Freedman’s other biographies include The Wright Brothers: How They Invented the Airplane (1991), Eleanor Roosevelt: A Life of Discovery (1993), The Life and Death of Crazy Horse (1996), Martha Graham: A Dancer’s Life (1998), Babe Didrikson Zaharias: The Making of a Champion (1999), The Voice that Challenged a Nation: Marian Anderson and the Struggle for Equal Rights (2004), and The Adventures of Marco Polo (2006). Like the Lincoln book, these biographies include extensive original research, often with authentic photographs and artwork that help illuminate the subjects.
Freedman’s first children’s book was Teenagers Who Made History (1961).

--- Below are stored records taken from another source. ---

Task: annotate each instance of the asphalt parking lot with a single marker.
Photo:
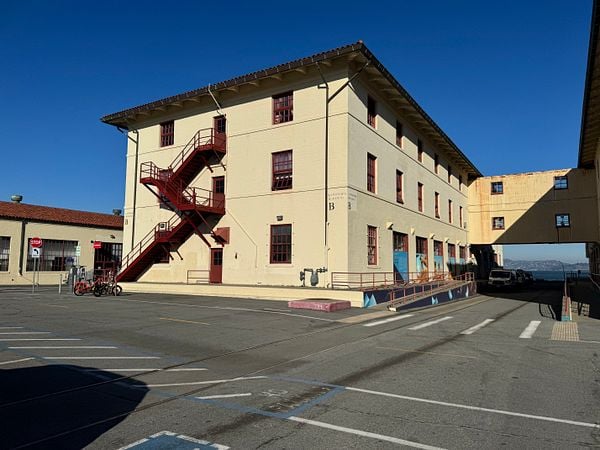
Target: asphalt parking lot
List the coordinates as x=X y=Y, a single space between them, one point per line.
x=150 y=370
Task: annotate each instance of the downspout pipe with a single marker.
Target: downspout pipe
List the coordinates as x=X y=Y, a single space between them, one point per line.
x=327 y=101
x=136 y=141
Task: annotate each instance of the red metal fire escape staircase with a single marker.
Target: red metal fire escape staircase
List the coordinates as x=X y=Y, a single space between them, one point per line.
x=191 y=205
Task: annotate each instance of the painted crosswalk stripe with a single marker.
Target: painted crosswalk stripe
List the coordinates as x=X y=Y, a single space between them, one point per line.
x=391 y=319
x=530 y=330
x=15 y=361
x=427 y=324
x=211 y=397
x=48 y=347
x=473 y=329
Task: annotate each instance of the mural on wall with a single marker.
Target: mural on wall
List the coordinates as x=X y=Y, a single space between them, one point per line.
x=373 y=298
x=400 y=265
x=422 y=268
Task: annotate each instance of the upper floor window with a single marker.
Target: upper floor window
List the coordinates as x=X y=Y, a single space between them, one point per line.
x=497 y=187
x=371 y=111
x=283 y=107
x=561 y=182
x=167 y=133
x=282 y=170
x=4 y=253
x=399 y=186
x=281 y=244
x=563 y=220
x=399 y=134
x=372 y=245
x=371 y=168
x=497 y=223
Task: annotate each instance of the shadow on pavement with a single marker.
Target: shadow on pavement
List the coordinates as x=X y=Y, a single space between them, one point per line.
x=547 y=294
x=51 y=407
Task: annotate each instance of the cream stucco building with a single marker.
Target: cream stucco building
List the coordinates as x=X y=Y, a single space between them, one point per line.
x=67 y=240
x=321 y=163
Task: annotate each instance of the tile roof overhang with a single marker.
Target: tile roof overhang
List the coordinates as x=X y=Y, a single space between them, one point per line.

Until 1985, he specialized in wildlife books. He wrote more than 20 books about animal behavior, beginning with How Animals Learn (1969), written with James E. Morriss, a high-school teacher of life sciences. Freedman then turned to American biographical and historical subjects, such as Indian Chiefs (1987), Kids at Work: Lewis Hine and the Crusade Against Child Labor (1994), Give Me Liberty!: The Story of the Declaration of Independence (2000), In the Days of the Vaqueros: America’s First True Cowboys (2001), Children of the Great Depression (2005), Freedom Walkers: The Story of the Montgomery Bus Boycott (2006), Who Was First? Discovering the Americas (2007), Washington at Valley Forge (2008), Lafayette and the American Revolution (2010), and Because They Marched: The People’s Campaign for Voting Rights That Changed America (2014). Freedman also wrote Confucius: The Golden Rule (2002), a biography of the ancient Chinese philosopher; The War to End All Wars: World War I (2010); and We Will Not Be Silent: The White Rose Student Resistance Movement That Defied Adolf Hitler (2016).
Russell Bruce Freedman was born on Oct. 11, 1929, in San Francisco. He received a B.A. degree from the University of California at Berkeley in 1951. He was a reporter and editor for the Associated Press from 1953 to 1956 in San Francisco. Freedman moved to New York City and worked as a publicity writer from 1956 to 1960 and as an editor in educational publishing from 1961 to 1965. He then became a full-time writer. In 1998, Freedman received the Laura Ingalls Wilder Award (now called the Children’s Literature Legacy Award), presented to an author or illustrator who has made “a lasting and substantial contribution” to children’s literature. Freedman died on March 16, 2018.